Some of the governors have added to their own troubles with controversial or polarizing decisions, but the economy is the underlying common denominator in many contests, said Jennifer Duffy, senior editor of the nonpartisan Cook Political Report.

“Michigan and Illinois, for instance, are not recovering as fast as some states in the country,” Duffy said. “I would say that’s a big part of Corbett’s problem as well.”

Corbett inherited a weak state economy when he took office in 2011. Early term cutbacks in education spending and the fallout from the child sex-abuse scandal that engulfed Pennsylvania State University’s football program also weakened his popularity. And the tight-lipped Corbett, a career prosecutor, has never really mastered the communications aspect of his job. In that regard, at least, his garrulous predecessor, Democrat Ed Rendell, was a tough act to follow.

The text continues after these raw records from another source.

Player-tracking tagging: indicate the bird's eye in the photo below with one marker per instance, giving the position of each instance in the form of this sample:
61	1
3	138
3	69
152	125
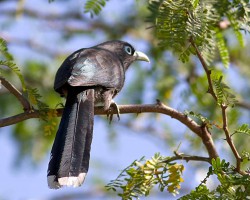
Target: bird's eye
128	50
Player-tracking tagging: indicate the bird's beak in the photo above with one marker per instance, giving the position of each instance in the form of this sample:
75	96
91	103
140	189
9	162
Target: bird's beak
141	56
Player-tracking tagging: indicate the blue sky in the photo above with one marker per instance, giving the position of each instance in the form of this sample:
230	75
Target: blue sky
28	182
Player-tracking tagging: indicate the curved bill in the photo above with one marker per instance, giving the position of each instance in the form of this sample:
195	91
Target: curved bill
141	56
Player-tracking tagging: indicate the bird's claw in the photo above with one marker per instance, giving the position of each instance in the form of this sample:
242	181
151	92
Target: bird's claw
110	114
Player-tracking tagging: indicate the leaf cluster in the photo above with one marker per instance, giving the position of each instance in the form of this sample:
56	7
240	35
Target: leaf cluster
94	7
233	186
178	22
139	178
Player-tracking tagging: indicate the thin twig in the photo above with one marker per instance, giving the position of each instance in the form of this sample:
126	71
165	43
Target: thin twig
181	156
228	138
12	89
146	108
205	67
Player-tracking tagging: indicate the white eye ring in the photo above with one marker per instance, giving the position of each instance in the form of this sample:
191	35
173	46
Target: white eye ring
128	50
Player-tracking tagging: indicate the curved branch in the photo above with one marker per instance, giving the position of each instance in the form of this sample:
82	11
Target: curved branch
159	107
187	158
21	98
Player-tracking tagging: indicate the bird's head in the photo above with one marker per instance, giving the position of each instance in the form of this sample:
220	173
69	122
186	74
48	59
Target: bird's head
125	51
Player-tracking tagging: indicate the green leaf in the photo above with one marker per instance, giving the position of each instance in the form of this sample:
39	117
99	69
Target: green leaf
94	7
244	128
223	91
16	70
222	47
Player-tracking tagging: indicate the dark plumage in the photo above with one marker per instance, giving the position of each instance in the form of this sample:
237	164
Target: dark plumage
87	78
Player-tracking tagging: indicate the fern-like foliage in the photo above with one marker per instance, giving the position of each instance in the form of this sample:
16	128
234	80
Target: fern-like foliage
244	128
223	92
35	100
15	69
177	22
140	177
94	7
224	54
201	119
4	53
232	185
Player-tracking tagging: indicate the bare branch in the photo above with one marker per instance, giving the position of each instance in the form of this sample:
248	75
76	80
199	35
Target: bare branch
181	156
243	104
159	107
229	139
21	98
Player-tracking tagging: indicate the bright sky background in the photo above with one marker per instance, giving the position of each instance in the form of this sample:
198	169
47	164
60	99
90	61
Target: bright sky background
29	183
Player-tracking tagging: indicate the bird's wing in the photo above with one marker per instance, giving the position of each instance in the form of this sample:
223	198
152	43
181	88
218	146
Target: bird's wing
91	67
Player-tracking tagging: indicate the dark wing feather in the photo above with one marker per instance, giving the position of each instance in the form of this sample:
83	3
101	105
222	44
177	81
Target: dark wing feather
91	67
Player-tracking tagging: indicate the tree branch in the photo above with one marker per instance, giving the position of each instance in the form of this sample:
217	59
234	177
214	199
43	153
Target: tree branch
181	156
146	108
205	67
21	98
229	140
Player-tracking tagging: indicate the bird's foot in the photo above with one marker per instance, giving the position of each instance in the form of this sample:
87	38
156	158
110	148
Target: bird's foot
110	114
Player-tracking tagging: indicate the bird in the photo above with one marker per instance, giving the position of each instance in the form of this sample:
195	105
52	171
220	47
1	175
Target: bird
87	78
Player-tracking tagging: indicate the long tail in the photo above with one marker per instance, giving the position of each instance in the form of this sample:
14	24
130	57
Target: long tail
69	161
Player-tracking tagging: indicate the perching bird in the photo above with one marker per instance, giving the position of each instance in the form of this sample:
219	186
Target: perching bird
87	78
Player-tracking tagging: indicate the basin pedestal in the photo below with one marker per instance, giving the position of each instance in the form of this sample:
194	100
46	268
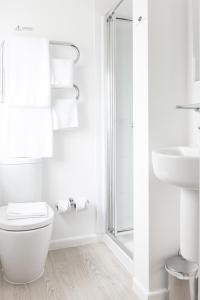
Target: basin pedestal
189	224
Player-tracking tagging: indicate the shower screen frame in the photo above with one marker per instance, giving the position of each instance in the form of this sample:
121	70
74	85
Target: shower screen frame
113	228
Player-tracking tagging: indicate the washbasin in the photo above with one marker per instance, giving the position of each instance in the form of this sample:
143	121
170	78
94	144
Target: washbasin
177	166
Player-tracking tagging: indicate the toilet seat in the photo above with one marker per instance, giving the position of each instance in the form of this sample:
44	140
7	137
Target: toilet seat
24	224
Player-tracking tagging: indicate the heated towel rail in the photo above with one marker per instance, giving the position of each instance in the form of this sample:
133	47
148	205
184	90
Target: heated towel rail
51	43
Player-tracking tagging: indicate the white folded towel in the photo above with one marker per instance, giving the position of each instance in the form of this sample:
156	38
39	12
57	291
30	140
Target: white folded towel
27	72
62	73
26	210
25	132
65	114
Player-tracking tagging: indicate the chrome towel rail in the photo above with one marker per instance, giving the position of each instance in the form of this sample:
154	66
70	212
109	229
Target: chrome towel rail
51	43
194	106
60	43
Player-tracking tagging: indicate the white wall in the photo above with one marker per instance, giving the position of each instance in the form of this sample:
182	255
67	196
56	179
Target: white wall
160	80
168	86
72	170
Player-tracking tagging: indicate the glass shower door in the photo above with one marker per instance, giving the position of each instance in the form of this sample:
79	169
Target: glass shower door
120	133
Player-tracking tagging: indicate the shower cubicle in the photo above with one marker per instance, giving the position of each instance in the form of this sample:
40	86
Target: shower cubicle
119	90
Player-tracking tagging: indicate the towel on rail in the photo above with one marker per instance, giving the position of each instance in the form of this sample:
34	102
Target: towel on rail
62	73
25	132
27	72
65	113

Democratic Gov. Pat Quinn in Illinois is staggering after tax hikes and spending cuts, including to education, enacted during his term. The state has had fiscal problems even after Quinn canceled some public-union contracts to try to save money.

In deep-red Kansas, Gov. Sam Brownback, a conservative Republican, is in deep trouble after doubling down on an aggressive series of tax cuts, which have not produced promised economic or state revenue growth, and he has had to slash state services. (The Kansas GOP is also deeply divided between moderate and conservative factions).

Though the split is less pronounced, there are echoes of that phenomenon in Pennsylvania. Corbett has been unable to get most of his agenda, including liquor privatization and pension reform, through a GOP- controlled legislature; he secured passage of a transportation-spending package only after a prolonged fight.

Democratic Gov. Malloy of Connecticut won by a few thousand votes in 2010 and is locked in a re-match with Republican Tom Foley. Malloy raised taxes and cut public-union benefits, which alienated a key part of the Democratic base. Foley is being attacked for his record as a private-equity investor.

“In 2010, a lot of open (gubernatorial) seats switched parties, and those are the people who are up for reelection now,” said John Weingart, director of Rutgers University’s Center on the American Governor. “Some of them won races they probably wouldn’t have won if they’d run two years earlier or later, in a presidential year — and they may be vulnerable as a result.”

Since 1948, incumbent governors who have sought re-election have been successful 72 percent of the time, according to analysis by Rutgers’ center, part of the Eagleton Institute of Politics.

That sounds high, but it pales in comparison to job security in the U.S. House. Despite record low opinions of Congress as an institution, the overwhelming majority of representatives running for re-election win — 93 percent, on average, since 1954.

The parties have been able to draw House districts to their advantage, reducing their competitiveness in elections.

U.S. senators, like governors, have to run statewide, and they’ve enjoyed an average of 85 percent re-election rate since 1964.

“It’s tough economic times, and that can hurt incumbent governors in the same way it does presidents,” Rutgers’ Weingart said. “You don’t have as much good news to deliver, building projects, preserving parkland, expanding education programs — there’s less money to do that.”